But cf. Jenkins v. U. S., 555 F.2d 1188 (4th Cir. 1977). The parties do not argue the applicability of Jenkins to § 5017(c), and we express no view on the merits of this issue


Petitioner bolsters her "plain meaning" argument by reference to the Bureau of Prisons' Sentence Computation Manual, which states:

The term "conviction" is the key word in establishing the beginning date of a YCA sentence . . . (It) means the date the judgment or sentence was imposed . . . If probation is granted . . . and the probation is later revoked, the sentence must be computed from the date probation is granted, i. e., computed uninterruptedly from the date of conviction.

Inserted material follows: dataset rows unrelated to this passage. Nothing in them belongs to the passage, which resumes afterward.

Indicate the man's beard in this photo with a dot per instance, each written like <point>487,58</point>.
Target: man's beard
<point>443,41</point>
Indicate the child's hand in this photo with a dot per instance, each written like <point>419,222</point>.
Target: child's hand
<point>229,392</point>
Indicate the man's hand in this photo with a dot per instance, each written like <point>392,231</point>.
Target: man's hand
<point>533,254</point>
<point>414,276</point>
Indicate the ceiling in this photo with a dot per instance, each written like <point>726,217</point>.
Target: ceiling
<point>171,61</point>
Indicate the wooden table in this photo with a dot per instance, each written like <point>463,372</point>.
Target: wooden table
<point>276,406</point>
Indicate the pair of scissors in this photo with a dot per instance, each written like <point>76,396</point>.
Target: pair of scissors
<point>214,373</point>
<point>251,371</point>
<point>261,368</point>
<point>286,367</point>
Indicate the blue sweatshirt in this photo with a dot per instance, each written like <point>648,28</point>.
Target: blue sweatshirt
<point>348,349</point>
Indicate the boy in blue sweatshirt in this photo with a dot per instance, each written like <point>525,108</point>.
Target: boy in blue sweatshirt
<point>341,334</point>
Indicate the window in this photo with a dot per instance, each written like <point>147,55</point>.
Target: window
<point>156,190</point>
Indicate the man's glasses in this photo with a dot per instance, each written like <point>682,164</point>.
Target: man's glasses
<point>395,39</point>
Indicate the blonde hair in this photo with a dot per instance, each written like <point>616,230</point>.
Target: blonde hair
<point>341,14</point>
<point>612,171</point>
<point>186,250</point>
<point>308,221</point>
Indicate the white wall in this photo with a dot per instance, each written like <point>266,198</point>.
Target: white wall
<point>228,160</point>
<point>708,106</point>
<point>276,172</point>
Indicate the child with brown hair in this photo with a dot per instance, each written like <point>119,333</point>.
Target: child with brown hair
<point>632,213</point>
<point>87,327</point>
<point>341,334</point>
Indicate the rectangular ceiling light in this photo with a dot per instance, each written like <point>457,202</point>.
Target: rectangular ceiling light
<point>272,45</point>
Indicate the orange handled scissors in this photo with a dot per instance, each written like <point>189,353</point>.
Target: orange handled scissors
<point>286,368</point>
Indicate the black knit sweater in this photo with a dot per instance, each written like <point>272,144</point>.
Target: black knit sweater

Sentence Computation Manual, Chapter 7620.1 (January 9, 1974), pp. 1-2. However, this language is qualified in other sections of the Manual, and in any event, it is not sufficient for issuance of the Writ that petitioner claims to be held in custody in violation of Bureau of Prisons policy.


These judicially carved exceptions to § 5017(c) were subsequently codified in 28 C.F.R. § 2.10(c), which states:

Service of the sentence of a committed youth offender . . . commences to run from the date of conviction and is interrupted only when such prisoner or parolee (1) is on bail pending appeal; (2) is in escape status; (3) has absconded from his or her district of supervision; or (4) comes within the (civil contempt) provisions of paragraph (b) of this section.